= Penrose transform =

In theoretical physics, the Penrose transform, introduced by Penrose (1967, 1968, 1969), is a complex analogue of the Radon transform that relates massless fields on spacetime, or more precisely the space of solutions to massless field equations, to sheaf cohomology groups on complex projective space. The projective space in question is the twistor space, a geometrical space naturally associated to the original spacetime, and the twistor transform is also geometrically natural in the sense of integral geometry. The Penrose transform is a major component of classical twistor theory.

==Overview==

Abstractly, the Penrose transform operates on a double fibration of a space Y, over two spaces X and Z

$Z\xleftarrow{\eta} Y \xrightarrow{\tau} X.$

In the classical Penrose transform, Y is the spin bundle, X is a compactified and complexified form of Minkowski space (which as a complex manifold is $\mathbf{Gr}(2,4)$) and Z is the twistor space (which is $\mathbb{P}^3$). More general examples come from double fibrations of the form

$G/H_1\xleftarrow{\eta} G/(H_1\cap H_2) \xrightarrow{\tau} G/H_2$
where G is a complex semisimple Lie group and H_{1} and H_{2} are parabolic subgroups.

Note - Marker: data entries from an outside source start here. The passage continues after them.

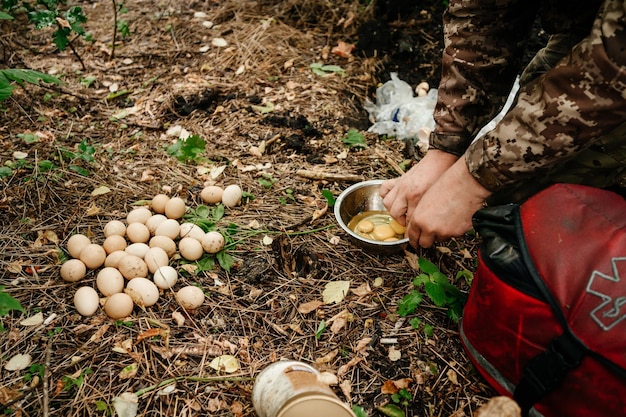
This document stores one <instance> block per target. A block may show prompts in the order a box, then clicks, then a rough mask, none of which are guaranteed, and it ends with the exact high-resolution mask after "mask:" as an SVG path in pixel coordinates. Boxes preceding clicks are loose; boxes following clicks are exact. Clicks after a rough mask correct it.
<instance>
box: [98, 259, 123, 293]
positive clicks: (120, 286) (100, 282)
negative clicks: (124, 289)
mask: <svg viewBox="0 0 626 417" xmlns="http://www.w3.org/2000/svg"><path fill="white" fill-rule="evenodd" d="M96 287H98V291H100V293H101V294H102V295H104V296H105V297H108V296H110V295H113V294H117V293H118V292H122V291H124V277H123V276H122V273H121V272H120V271H119V270H118V269H117V268H113V267H111V266H107V267H104V268H102V269H101V270H100V272H98V275H97V276H96Z"/></svg>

The Penrose transform operates in two stages. First, one pulls back the sheaf cohomology groups H^{r}(Z,F) to the sheaf cohomology H^{r}(Y,η^{−1}F) on Y; in many cases where the Penrose transform is of interest, this pullback turns out to be an isomorphism. One then pushes the resulting cohomology classes down to X; that is, one investigates the direct image of a cohomology class by means of the Leray spectral sequence. The resulting direct image is then interpreted in terms of differential equations. In the case of the classical
Penrose transform, the resulting differential equations are precisely the massless field equations for a given spin.

==Example==

The classical example is given as follows
- The "twistor space" Z is complex projective 3-space CP^{3}, which is also the Grassmannian Gr_{1}(C^{4}) of lines in 4-dimensional complex space.
- X = Gr_{2}(C^{4}), the Grassmannian of 2-planes in 4-dimensional complex space. This is a compactification of complex Minkowski space.
- Y is the flag manifold whose elements correspond to a line in a plane of C^{4}.
- G is the group SL_{4}(C) and H_{1} and H_{2} are the parabolic subgroups fixing a line or a plane containing this line.

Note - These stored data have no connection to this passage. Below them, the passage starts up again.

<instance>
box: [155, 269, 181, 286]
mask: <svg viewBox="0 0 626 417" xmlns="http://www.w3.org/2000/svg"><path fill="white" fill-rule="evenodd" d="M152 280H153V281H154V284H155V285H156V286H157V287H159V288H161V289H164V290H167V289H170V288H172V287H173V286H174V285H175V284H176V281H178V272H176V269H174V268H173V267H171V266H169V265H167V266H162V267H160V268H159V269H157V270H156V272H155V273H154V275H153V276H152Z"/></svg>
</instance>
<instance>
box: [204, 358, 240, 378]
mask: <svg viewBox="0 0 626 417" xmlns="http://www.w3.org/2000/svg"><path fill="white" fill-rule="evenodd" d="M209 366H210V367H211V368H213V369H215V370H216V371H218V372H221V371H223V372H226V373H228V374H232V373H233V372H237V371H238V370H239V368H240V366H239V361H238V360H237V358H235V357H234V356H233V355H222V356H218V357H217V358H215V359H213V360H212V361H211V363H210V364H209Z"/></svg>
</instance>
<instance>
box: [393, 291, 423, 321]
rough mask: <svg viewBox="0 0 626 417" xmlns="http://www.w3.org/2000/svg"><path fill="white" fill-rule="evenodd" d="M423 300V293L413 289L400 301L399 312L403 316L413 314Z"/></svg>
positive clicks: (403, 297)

The maps from Y to X and Z are the natural projections.

Using spinor index notation, the Penrose transform gives a bijection between solutions to the spin $\pm n/2$ massless field equation
$$\partial_A\,^{A_1'}\phi_{A_1'A_2'\cdots A_n'} = 0$$
and the first sheaf cohomology group $H^1(\mathbb{P}^1, \mathcal{O}(\pm n-2))$, where $\mathbb{P}^1$ is the Riemann sphere, $\mathcal{O}(k)$ are the usual holomorphic line bundles over projective space, and the sheaves under consideration are the sheaves of sections of $\mathcal{O}(k)$.

==Penrose–Ward transform==

The Penrose–Ward transform is a nonlinear modification of the Penrose transform, introduced by Ward (1977), that (among other things) relates holomorphic vector bundles on 3-dimensional complex projective space CP^{3} to solutions of the self-dual Yang–Mills equations on S^{4}.
Atiyah & Ward (1977) used this to describe instantons in terms of algebraic vector bundles on complex projective 3-space and Atiyah (1979) explained how this could be used to classify instantons on a 4-sphere.